Bad news: it is confirmed that for those who wants to re-lock their bootloader with self signed images (possible on Pixel devices), SafetyNet with HARDWARE-BACKED evaluation will still *NOT* pass CTS check.
Note that it's only a Google signed image for their own devices like Pixels. Hardware-based attestation provides a signed attestation with the lock state, verified boot state and verified boot key among other things. SafetyNet attestation can use it to check for green boot state.
Hardware-based attestation works for other operating systems like CalyxOS and GrapheneOS. SafetyNet attestation is specifically checking for the stock OS. The only way it would work for other OSes is if they went out of the way to explicitly whitelist aftermarket OS signing keys.
Those don't include Play Services anyway and SafetyNet is a Play Services component, so it doesn't really make sense. A banking app that doesn't want to depend on Play Services can use the hardware-based attestation API directly and whitelist specific aftermarket OS signing keys.

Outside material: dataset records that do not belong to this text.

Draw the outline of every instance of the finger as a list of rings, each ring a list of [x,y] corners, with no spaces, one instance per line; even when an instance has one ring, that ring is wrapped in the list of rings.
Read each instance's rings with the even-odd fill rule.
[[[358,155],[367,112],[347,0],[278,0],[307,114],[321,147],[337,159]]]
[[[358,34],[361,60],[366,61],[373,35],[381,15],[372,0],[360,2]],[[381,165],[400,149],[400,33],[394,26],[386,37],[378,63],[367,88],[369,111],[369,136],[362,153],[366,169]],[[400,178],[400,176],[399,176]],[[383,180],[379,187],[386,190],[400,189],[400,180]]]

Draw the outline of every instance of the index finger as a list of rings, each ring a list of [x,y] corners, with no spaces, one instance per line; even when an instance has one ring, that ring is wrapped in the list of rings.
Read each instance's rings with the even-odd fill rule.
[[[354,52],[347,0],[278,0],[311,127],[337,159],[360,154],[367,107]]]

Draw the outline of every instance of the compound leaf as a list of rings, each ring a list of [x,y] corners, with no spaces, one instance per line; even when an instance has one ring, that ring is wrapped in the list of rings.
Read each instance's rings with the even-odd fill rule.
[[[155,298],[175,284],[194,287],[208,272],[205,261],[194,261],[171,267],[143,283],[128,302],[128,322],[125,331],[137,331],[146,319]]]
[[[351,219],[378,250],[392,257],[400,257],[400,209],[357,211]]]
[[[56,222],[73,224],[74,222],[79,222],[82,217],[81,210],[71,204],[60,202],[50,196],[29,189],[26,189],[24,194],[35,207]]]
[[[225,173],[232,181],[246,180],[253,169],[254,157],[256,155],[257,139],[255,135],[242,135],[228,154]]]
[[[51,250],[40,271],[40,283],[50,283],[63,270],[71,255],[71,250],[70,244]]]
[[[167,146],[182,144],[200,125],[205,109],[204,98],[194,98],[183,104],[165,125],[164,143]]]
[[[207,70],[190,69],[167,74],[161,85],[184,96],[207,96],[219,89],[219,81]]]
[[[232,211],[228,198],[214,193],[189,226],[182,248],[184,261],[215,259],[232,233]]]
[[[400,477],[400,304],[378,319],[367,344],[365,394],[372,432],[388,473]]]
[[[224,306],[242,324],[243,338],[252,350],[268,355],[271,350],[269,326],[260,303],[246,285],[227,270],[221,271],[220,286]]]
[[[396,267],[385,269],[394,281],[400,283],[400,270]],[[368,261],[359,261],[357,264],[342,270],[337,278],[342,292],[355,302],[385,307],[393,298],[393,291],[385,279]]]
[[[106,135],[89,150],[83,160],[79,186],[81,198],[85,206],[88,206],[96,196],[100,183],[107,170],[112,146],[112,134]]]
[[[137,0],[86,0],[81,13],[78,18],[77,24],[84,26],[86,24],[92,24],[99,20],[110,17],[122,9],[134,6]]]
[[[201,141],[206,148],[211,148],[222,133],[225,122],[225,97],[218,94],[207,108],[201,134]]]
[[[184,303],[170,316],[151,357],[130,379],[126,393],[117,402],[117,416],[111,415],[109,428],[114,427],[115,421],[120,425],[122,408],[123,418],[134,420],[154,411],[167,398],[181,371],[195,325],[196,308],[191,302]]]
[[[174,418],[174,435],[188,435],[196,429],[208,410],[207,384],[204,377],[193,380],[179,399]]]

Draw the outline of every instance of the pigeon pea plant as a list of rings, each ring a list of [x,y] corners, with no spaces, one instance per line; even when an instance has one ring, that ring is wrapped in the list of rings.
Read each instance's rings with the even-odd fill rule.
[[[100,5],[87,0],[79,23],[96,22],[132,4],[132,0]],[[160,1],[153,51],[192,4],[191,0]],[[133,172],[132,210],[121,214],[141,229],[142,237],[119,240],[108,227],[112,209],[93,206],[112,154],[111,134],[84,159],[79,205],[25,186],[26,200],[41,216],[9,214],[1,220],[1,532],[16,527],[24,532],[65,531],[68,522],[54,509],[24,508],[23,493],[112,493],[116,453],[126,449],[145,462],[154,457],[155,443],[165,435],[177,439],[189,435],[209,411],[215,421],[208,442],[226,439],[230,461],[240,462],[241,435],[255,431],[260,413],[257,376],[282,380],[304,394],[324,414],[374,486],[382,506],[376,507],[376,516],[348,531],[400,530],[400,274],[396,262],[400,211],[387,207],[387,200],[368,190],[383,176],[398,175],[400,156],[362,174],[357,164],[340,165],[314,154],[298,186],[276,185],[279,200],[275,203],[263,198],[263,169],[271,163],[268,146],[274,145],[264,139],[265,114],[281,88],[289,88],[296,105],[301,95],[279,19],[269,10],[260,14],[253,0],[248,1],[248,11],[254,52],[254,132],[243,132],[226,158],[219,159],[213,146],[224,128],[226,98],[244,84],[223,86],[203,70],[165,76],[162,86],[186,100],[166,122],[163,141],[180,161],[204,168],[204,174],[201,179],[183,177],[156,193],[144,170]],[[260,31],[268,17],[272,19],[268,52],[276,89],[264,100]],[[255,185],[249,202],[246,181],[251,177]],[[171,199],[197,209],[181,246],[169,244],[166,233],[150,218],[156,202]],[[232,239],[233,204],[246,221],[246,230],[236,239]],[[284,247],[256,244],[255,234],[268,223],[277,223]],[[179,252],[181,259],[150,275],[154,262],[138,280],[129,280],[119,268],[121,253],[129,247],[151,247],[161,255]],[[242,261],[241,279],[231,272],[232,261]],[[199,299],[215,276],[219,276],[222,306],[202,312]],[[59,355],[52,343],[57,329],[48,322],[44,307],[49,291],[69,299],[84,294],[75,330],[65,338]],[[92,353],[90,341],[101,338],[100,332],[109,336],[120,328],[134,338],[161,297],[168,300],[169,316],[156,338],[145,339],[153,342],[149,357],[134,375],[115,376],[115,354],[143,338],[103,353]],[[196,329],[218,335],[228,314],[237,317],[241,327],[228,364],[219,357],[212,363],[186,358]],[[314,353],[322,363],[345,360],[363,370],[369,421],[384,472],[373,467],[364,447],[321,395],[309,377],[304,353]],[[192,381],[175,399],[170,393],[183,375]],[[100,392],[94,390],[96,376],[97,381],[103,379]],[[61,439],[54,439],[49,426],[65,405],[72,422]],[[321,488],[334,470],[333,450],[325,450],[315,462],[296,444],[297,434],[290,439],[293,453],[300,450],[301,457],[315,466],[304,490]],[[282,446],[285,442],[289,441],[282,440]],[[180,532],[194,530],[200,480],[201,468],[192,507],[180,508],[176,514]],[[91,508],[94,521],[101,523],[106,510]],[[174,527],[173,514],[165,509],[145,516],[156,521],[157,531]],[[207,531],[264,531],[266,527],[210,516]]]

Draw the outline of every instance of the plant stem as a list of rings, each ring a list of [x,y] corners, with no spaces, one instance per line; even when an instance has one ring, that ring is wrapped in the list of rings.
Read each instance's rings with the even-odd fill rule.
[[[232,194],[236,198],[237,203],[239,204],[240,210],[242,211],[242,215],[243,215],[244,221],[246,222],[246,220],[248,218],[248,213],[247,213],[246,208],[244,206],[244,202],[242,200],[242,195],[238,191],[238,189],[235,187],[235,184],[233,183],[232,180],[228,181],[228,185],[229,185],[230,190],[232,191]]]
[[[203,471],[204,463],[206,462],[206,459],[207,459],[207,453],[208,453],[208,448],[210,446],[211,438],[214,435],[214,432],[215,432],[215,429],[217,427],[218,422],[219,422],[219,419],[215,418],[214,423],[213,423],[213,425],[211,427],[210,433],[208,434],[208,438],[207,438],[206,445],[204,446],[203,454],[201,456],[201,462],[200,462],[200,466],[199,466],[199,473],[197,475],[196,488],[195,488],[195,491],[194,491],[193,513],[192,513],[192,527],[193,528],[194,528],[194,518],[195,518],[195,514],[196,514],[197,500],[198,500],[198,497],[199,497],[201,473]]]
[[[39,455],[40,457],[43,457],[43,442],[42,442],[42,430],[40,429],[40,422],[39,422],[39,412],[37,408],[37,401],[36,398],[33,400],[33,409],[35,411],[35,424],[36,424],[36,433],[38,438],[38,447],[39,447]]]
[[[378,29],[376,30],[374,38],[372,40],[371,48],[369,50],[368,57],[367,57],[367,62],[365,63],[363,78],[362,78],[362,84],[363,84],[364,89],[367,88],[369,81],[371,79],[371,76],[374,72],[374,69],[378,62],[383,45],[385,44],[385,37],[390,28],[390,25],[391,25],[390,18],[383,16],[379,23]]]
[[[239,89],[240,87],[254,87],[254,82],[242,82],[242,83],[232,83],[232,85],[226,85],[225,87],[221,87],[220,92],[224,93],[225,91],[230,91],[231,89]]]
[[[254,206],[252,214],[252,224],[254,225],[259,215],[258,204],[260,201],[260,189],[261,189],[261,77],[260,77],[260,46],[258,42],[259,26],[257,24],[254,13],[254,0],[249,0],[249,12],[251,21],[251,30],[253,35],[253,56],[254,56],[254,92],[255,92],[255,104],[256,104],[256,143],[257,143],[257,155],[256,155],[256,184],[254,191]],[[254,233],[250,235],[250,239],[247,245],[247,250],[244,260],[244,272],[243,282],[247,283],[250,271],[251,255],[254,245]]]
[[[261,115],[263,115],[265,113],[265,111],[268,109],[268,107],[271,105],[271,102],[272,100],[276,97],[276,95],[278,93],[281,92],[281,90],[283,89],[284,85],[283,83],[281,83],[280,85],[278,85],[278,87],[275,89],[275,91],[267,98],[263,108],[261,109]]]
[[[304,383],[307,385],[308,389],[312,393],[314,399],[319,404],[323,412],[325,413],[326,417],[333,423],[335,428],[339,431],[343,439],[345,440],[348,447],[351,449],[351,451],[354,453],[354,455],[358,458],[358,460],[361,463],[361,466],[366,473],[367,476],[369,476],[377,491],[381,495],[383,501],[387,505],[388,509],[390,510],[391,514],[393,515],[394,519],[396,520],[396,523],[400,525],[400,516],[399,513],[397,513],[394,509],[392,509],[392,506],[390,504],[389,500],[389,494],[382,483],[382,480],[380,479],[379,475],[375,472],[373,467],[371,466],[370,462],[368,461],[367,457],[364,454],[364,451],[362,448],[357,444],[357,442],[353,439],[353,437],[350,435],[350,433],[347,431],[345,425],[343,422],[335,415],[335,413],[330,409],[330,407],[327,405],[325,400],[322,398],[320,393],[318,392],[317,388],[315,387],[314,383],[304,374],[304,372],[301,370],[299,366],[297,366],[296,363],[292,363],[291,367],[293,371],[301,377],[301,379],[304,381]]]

There are lots of banking apps without a hard dependency on Play Services. If they decide to use attestation as part of anti-fraud mechanisms (not sure exactly why they find it useful), I'm just explaining that they don't need to introduce a hard dependency on Play Services.
Instead of using SafetyNet attestation, they can use the hardware-backed keystore attestation API and whitelist devices with the green boot state OR yellow boot state with specific verified boot keys they've chosen to whitelist for OSes preserving the security model they expect.
That way they don't depend on Play Services and can still support operating systems without Play Services. There could also be devices with a non-Google attestation root and they'd just need to add that as a trusted attestation root to support another ecosystem of devices.